Asked if the government was targeting specific areas within the construction industry, DOJ spokeswoman Nicole Navas Oxman wrote in an email that the agency “follows the evidence—we don't target specific areas.” She also stated that statistics on anti-corruption enforcement efforts related to foreign construction projects were unavailable.

'This is the Brave New World We're In'

In the Bond Building in Washington, D.C., home of the DOJ's criminal fraud section, Monnin says he's observed “a ton of new faces, a ton of younger people who come out of big sophisticated shops in New York and D.C. where they're not afraid of big document cases and they've been on the defense side of these FCPA cases.”

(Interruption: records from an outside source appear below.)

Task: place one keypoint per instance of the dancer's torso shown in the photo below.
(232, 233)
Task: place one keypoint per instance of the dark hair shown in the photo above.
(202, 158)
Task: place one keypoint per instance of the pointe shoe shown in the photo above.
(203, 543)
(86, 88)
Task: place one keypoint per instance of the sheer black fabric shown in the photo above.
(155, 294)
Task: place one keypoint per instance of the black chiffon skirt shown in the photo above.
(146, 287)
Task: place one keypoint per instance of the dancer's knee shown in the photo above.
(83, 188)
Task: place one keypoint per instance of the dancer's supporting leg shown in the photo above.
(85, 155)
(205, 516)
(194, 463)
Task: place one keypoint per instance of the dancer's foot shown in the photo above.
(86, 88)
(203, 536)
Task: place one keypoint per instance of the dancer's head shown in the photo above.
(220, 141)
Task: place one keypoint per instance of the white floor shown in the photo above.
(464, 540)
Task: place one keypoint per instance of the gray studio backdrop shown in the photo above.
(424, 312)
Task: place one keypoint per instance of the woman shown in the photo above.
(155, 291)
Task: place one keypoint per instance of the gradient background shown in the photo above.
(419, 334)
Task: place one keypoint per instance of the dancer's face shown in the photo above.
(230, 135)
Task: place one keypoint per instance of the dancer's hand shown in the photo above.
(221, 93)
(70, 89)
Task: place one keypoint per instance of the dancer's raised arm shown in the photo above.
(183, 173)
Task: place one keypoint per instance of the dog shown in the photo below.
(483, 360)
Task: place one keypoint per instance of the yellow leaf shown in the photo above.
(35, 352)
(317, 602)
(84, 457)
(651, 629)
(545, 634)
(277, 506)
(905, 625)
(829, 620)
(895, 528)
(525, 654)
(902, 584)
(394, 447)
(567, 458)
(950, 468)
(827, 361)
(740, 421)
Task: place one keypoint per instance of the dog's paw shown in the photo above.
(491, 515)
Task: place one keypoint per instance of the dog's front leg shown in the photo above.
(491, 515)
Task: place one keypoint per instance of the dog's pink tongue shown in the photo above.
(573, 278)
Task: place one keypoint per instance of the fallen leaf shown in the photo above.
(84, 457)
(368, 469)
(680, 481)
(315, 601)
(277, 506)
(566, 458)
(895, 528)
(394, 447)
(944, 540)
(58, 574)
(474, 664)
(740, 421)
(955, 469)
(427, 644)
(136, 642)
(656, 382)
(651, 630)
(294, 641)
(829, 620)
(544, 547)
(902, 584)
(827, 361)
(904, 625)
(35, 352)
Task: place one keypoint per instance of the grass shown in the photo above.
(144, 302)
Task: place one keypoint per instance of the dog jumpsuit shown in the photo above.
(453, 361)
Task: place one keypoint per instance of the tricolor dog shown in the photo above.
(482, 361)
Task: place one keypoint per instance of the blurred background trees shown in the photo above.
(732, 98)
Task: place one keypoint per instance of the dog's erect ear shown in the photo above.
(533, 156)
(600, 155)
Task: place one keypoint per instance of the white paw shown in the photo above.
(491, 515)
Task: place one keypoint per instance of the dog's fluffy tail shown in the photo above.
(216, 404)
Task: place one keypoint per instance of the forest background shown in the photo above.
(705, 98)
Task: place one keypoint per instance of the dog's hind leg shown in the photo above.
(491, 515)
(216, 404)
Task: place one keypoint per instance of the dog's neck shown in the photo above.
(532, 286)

These new faces are apparently an integral part of the enforcement wave approaching the construction ­industry, which primarily wants to know about the extent of its ­standard of care in overseeing the activities of subcontractors.

“That's the conversation with the FCPA,” Monnin says. “'What's the standard of care here? How much do we have to audit or review the invoicing that we're getting from our subs to ensure that cash pools aren't being created to allow those subs to pay bribes?' And the response from the government tends to be that this is the brave new world we're in.”

The savviest companies have developed internal compliance programs and robust internal compliance structures as part of a systematic approach to dealing with and minimizing their third-party risks, which are “coming from every direction,” Shallman says.

“What the best companies do is they'll have an intake procedure … for approval of contracts that are then scored based on different risk factors and put into different buckets based on those scores,” he added. “More and more are using data analytics to identify potentially problematic vendors and invoices and payments. That's something we're going to continue to see more of.”

Company execs and legal departments also must be ­diligent in documenting compliance efforts, Monnin says. He routinely advises his clients to keep records of any owner-directed changes related to a construction project.

“My best advice to in-house counsel in this environment is to have your compliance procedures, as much as possible, wrap around how you record your time, how you bill for your time, and what representations you're making as to accuracy and how good your accounting controls are there,” he says.

'How Good Was Your Compliance Program?'

If a company ends up on the DOJ's corruption radar, prosecutors are going to want to know about the compliance efforts and procedures that were in place to prevent wrongdoing and address issues after they arose. And they're going to “put a premium on early detection and early reporting,” according to Shallman.

“The questions prosecutors are asking is that we understand that things can happen, but what did you do to prevent them from happening? How good was your compliance program?” he says. “The second part of it is what did you do when you found out?”

Shallman added, “Those are the two sides of the coin that law enforcement is going to look at in deciding how to treat a company.”

A former assistant chief of the FCPA unit in the DOJ's fraud section, Jason Jones, now a partner at King & Spalding in Washington, D.C., says companies on the hot seat also need to show that they have taken steps to prevent missteps from happening again, whether it be disciplining employees or implementing new compliance procedures.

“Once you do those things and go into the DOJ, they'll be much more receptive to your presentation,” he says. “They want to know it's not going to happen again and that you take it seriously.”